Уже за дверью подъезда, на которой, к счастью, был сломан кодовый замок, Женька достала свой мобильный и отчиталась Виктору о состоянии дел.

— Ну, поднимайся. Затем маякни мне, как она.

— Но что ж я скажу?!

— Ну, уж придумай что-нибудь. Скажи, что услышала, как Юрий в кафе рассказывал, что с нею приключилось. Пусть уж он будет крайним. Ну, ты там ориентируйся по ситуации…

— Угу. Что уж теперь, раз согласилась. Ясен пень, слепой сам не справился бы! Надо помочь!

— Женяяя… Ставлю коньяк, чтоб ты только больше меня не грызла!

— Ловлю на слове! — весело ответила девушка и нажала кнопку вызова лифта.

Вся эта история казалась ей совершенно нереальной — неслепой слепой, ограбленная писательница — неписательница, бдительные бабушки возле дома и ее ложь-экспромт… День клонился к вечеру, и Женька вдруг осознала, что до сих пор не обедала, разве что сжевала мимоходом шоколадный батончик, но взбудораженные эмоции приглушили чувство голода, девушка прониклась неожиданным сюжетом и даже сама вдруг стала персонажем какой-то странной истории.

На мгновение в голове мелькнула мысль: «Хоть записывайся в кафе в другую картотеку и рассказывай кому-то. Но ведь не поверят!»

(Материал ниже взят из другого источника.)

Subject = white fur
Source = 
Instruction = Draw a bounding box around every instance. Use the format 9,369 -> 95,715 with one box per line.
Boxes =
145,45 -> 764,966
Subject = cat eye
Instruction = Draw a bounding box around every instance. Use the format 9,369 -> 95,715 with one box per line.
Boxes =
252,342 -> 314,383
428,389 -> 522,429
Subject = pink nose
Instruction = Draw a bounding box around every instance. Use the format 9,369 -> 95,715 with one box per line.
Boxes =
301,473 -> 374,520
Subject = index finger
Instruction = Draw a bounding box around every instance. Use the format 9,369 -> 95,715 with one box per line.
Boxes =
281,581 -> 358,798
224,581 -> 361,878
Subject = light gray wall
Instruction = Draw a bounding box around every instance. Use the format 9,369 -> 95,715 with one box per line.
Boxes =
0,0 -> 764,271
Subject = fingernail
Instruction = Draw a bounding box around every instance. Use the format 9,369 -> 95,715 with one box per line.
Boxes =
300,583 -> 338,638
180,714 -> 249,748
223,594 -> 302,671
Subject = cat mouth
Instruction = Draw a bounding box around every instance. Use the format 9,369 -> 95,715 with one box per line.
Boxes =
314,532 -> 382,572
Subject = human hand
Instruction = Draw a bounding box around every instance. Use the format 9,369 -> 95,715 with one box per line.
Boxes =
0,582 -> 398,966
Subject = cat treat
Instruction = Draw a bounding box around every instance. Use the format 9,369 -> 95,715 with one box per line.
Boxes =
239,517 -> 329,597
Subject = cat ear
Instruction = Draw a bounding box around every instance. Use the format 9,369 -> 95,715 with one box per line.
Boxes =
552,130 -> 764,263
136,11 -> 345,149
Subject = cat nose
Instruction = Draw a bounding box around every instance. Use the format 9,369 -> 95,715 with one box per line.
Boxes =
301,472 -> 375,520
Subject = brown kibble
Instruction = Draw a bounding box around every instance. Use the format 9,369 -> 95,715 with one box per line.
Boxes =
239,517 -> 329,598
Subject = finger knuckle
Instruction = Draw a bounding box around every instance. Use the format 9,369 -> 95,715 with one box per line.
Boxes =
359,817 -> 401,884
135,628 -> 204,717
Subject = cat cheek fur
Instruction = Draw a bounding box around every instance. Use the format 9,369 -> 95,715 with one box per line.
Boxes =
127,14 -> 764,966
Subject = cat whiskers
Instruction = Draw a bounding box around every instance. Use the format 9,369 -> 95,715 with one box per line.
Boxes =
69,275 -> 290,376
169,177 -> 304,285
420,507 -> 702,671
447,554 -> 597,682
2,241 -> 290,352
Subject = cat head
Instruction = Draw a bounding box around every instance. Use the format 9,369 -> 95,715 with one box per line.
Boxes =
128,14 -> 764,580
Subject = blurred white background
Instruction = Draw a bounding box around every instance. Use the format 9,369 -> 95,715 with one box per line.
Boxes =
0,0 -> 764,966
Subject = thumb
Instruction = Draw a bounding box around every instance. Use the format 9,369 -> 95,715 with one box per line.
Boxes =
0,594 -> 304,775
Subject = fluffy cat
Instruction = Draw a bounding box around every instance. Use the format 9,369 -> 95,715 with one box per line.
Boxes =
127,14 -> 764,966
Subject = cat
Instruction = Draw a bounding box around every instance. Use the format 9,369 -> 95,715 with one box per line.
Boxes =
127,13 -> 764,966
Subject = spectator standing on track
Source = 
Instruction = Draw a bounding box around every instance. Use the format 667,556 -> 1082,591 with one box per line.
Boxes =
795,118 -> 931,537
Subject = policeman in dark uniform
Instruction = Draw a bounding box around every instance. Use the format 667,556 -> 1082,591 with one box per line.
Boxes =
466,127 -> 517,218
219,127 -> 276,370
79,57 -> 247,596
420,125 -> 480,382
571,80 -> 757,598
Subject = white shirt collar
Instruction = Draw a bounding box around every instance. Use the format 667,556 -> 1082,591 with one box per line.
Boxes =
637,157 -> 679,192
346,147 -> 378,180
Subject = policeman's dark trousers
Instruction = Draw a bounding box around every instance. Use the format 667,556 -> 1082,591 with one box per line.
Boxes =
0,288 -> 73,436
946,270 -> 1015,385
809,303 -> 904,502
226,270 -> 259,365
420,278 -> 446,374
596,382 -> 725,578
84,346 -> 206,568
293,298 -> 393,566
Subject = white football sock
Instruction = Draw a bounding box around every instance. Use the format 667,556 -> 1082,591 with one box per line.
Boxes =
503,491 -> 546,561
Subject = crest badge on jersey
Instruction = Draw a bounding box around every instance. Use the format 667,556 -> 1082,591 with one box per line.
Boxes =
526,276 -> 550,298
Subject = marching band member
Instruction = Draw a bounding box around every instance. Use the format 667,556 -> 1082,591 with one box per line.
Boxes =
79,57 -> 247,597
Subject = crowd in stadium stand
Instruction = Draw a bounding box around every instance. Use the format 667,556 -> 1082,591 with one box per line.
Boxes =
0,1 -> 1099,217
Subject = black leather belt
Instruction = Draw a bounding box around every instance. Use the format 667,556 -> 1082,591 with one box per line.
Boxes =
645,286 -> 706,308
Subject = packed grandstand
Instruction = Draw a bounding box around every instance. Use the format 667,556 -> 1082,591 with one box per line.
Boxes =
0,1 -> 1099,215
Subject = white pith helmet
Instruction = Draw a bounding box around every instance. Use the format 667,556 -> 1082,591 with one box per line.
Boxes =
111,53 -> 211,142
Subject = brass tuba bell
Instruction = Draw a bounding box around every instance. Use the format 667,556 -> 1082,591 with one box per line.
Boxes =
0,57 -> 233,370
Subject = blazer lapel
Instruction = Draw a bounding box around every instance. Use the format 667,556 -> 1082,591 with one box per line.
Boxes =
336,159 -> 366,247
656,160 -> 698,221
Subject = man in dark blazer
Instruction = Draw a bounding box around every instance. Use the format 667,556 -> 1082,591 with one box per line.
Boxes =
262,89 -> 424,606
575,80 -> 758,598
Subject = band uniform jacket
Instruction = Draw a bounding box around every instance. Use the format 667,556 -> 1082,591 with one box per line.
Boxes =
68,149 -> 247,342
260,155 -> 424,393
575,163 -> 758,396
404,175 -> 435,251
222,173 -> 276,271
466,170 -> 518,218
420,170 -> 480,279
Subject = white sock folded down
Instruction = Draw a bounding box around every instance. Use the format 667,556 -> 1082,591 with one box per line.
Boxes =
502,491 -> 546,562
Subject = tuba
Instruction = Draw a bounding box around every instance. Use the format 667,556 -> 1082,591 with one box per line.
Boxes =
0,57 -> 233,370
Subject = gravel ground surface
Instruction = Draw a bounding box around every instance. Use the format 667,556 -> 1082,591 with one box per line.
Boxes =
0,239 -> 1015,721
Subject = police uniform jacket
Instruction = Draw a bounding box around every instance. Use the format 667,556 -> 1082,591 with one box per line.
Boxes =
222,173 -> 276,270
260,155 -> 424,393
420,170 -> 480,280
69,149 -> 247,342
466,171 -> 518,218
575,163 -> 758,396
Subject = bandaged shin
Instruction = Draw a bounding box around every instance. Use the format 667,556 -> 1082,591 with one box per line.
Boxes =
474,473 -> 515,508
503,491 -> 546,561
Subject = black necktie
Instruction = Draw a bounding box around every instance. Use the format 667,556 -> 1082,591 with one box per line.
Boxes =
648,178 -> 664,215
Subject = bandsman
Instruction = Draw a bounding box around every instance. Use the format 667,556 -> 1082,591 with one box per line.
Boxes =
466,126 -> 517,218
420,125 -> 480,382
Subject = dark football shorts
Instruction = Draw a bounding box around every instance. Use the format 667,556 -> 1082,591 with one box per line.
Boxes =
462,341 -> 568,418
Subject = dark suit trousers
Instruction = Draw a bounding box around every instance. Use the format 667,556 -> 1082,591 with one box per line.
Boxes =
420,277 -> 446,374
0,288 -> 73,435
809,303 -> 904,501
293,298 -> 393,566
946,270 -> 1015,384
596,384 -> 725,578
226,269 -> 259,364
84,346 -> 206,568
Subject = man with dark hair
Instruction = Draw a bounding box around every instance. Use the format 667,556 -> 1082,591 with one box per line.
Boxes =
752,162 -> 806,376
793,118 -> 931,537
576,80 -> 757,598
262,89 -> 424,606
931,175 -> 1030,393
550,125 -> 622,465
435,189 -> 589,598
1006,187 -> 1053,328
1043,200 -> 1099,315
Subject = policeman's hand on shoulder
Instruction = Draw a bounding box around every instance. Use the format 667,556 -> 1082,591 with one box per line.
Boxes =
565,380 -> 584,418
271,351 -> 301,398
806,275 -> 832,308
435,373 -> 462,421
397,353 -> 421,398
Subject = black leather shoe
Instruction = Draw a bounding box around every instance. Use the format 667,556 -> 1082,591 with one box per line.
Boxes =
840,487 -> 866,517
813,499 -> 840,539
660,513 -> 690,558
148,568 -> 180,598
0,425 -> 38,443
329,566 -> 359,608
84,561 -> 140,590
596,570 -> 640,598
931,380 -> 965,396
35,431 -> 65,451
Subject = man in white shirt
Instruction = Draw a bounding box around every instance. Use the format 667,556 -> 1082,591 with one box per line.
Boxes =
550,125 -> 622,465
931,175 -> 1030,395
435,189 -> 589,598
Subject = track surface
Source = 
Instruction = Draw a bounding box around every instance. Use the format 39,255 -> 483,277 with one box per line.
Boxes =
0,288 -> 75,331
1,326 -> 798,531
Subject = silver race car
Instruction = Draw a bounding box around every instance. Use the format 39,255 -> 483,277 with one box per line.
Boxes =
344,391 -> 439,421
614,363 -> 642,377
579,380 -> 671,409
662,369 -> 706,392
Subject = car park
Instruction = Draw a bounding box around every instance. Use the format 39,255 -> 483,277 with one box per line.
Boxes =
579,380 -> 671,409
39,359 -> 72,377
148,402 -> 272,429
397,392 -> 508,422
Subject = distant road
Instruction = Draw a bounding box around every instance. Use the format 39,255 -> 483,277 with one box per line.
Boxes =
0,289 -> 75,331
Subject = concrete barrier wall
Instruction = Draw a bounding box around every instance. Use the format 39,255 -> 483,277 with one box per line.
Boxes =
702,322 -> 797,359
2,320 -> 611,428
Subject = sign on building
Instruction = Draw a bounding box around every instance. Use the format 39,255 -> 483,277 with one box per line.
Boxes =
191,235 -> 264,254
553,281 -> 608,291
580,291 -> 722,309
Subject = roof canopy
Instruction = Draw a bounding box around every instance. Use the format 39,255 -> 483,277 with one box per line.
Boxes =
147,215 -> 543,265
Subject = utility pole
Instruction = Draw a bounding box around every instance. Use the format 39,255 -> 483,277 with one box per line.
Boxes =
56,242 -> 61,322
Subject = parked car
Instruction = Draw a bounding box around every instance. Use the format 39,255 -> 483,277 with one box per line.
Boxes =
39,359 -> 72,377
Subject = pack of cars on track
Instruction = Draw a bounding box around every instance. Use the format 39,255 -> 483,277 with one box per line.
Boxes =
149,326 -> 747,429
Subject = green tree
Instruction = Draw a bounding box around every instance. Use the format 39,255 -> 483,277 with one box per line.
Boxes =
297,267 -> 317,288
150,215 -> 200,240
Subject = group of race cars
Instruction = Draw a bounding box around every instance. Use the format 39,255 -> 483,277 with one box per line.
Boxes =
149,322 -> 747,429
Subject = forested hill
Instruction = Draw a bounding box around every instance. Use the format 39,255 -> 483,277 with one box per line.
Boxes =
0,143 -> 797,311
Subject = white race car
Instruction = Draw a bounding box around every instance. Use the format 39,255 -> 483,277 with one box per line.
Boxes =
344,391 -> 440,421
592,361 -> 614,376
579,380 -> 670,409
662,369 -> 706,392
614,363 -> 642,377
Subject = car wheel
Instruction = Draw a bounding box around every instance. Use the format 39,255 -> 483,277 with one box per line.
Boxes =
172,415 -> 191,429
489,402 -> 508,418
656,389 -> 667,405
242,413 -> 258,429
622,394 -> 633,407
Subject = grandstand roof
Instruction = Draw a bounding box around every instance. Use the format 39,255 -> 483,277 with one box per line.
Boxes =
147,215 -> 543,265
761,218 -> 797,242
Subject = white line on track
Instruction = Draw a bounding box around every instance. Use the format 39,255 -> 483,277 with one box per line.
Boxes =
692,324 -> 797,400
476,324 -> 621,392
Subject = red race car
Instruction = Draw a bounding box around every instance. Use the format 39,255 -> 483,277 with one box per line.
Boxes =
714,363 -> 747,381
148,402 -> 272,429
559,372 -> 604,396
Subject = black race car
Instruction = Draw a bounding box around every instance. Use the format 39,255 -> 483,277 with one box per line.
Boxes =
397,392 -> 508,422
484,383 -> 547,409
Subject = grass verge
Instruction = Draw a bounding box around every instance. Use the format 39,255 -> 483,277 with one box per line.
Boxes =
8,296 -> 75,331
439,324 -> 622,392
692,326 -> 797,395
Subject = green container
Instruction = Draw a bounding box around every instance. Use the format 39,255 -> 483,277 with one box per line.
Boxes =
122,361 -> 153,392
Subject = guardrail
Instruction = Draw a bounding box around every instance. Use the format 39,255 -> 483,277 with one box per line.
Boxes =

Полутемный поцарапанный и обрисованный лифт на пятом этаже выпустил ее из своих объятий на обычную лестничную площадку обычного панельного дома с ободранными стенами, грязными окнами и разномастными дверями. Она огляделась вокруг — ничего особенного. Запах влажной штукатурки, смешанный с душком мусоропровода, три коврика около четырех дверей, под потолком напротив лифта — покрытая лаком для ногтей лампочка (видимо, чтоб не украли), окурки на ступеньках, коробка из-под пиццы на площадке между этажами, возле нее жестянка — видимо, приют какого-то ничейного животного.

Женька и все ее друзья жили в подобных домах спального района практически всю жизнь. Но представить здесь Амалию в халате, тапочках и с ведром мусора в руке было невозможно.

Девушка пожала плечами и шагнула к двери справа. Прислушалась, но услышала только стук собственного сердца. Подняла руку и нажала кнопку звонка.

32

Если бы кто-то нормальный увидел эту сцену, ему было бы над чем подумать. А если бы он еще знал ее причины и последствия…

Две женщины, одна совсем юная, а вторая почти вдвое старше, сидят на полу возле кровати лицом друг к другу. Между ними стоит коробка с нарисованным на ней мускулистым муравьем.

На коробке — недопитая бутылка коньяка.

Две кофейные чашки, из которых пили коньяк.

Салатница с жидкостью, покрытой пеной.

Бутылочки с разноцветным и прозрачным содержимым.

Блестящие металлические инструменты.

Две пары женских рук, будто живут отдельно от тел.

Десять подвижных зеброподобных ногтей.

Замершие дрожащие ногти, на которых появляются паруса и чайки.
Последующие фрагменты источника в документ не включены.